CaptchaLa vs GeeTest
Self-serve vs sales-led. Western plugin stack vs APAC plugin stack. The honest cases for each.
The honest answer
Choose CaptchaLa if…
- You want to swipe a card and start, not fill a sales form
- Your stack is WordPress / Flarum / WooCommerce / global SaaS
- Your team's working language is English
- You want modern adaptive challenges, not slider-first
Stick with GeeTest if…
- Your team is in China and Chinese-first docs are an advantage
- Your stack is Discuz / ThinkPHP / APAC-native platforms
- You're willing to engage with their sales-led motion for custom pricing
How CaptchaLa compares
| CaptchaLa | GeeTest | |
|---|---|---|
| Access & pricing | ||
| Self-serve | Yes | Sales-led |
| Free tier | 1,000 verifs/mo, no card | Free with attribution |
| Pricing transparency | Public tiers | Quoted |
| Docs & support | ||
| English docs | First-class | Lags Chinese version |
| Support hours | Global | APAC-centric |
| Bot defense | ||
| Challenge style | Adaptive — invisible / slider / click | Slider-first |
| Mainland China availability | Native endpoints | Home market |
| Ecosystem | ||
| Plugin coverage | WordPress / Flarum / WooCommerce | Discuz / ThinkPHP / APAC stack |
Frequently asked questions
Is GeeTest's risk scoring better?
GeeTest's behavioral risk model is genuinely strong — it's been a focus area for years. CaptchaLa's adaptive scoring covers the same threat surface for typical product workloads. For high-stakes scenarios (financial KYC, large-scale takeover defense), an enterprise vendor may be worth it. For everything else, we're enough.

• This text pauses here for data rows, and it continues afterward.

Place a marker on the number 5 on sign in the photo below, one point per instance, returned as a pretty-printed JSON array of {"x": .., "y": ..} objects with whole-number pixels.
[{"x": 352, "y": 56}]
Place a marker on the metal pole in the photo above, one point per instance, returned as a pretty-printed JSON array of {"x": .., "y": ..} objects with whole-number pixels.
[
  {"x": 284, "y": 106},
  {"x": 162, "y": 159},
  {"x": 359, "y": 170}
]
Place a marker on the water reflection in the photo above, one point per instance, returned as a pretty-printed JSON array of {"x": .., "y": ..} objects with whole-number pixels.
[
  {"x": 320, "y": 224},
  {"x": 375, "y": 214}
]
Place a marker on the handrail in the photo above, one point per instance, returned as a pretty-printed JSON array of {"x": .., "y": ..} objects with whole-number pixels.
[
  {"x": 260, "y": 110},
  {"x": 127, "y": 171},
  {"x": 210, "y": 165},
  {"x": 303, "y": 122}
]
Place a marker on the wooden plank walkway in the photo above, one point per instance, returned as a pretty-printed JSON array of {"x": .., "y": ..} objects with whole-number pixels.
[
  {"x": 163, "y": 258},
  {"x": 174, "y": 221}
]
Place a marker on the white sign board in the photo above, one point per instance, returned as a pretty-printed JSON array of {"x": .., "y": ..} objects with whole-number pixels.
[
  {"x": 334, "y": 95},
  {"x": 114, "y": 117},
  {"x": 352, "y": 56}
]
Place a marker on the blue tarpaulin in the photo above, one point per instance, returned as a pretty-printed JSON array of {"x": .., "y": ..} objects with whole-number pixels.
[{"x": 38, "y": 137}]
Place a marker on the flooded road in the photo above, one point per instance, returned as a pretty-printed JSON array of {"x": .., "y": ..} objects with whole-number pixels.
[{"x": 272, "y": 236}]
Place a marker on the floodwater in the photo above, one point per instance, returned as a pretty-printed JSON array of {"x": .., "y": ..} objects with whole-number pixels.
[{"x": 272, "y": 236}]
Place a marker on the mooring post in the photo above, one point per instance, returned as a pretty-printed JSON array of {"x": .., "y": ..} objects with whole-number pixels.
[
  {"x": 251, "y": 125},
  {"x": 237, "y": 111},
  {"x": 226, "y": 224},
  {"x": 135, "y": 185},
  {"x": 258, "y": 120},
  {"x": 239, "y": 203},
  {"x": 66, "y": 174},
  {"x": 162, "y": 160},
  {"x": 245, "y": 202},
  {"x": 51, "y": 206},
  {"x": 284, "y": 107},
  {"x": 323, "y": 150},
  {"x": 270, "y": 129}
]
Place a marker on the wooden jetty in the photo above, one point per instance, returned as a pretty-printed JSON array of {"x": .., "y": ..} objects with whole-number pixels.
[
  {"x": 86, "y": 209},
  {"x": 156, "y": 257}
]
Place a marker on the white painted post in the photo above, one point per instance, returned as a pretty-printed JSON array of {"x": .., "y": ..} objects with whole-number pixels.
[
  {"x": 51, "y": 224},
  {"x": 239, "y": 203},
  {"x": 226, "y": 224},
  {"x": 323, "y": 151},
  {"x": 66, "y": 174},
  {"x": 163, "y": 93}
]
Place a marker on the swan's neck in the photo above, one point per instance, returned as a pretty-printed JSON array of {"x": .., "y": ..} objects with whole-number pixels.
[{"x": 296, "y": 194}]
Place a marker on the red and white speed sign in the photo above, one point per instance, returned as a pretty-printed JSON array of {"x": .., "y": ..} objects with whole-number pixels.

If we're targeting Chinese users, doesn't GeeTest make more sense?
If your team is also Chinese and your stack is APAC-native, the GeeTest fit is real and we'd respect that pick. If you're a global team targeting Chinese users from outside China, CaptchaLa gives you the China endpoints without the docs / support / billing friction.
Why is slider UX 'dated'?
The slider-puzzle pattern was best-in-class around 2018. Since then mobile-first design has moved toward invisible-by-default verification with click challenges as a fallback. Slider still works — it's just more friction than a 2026 user expects.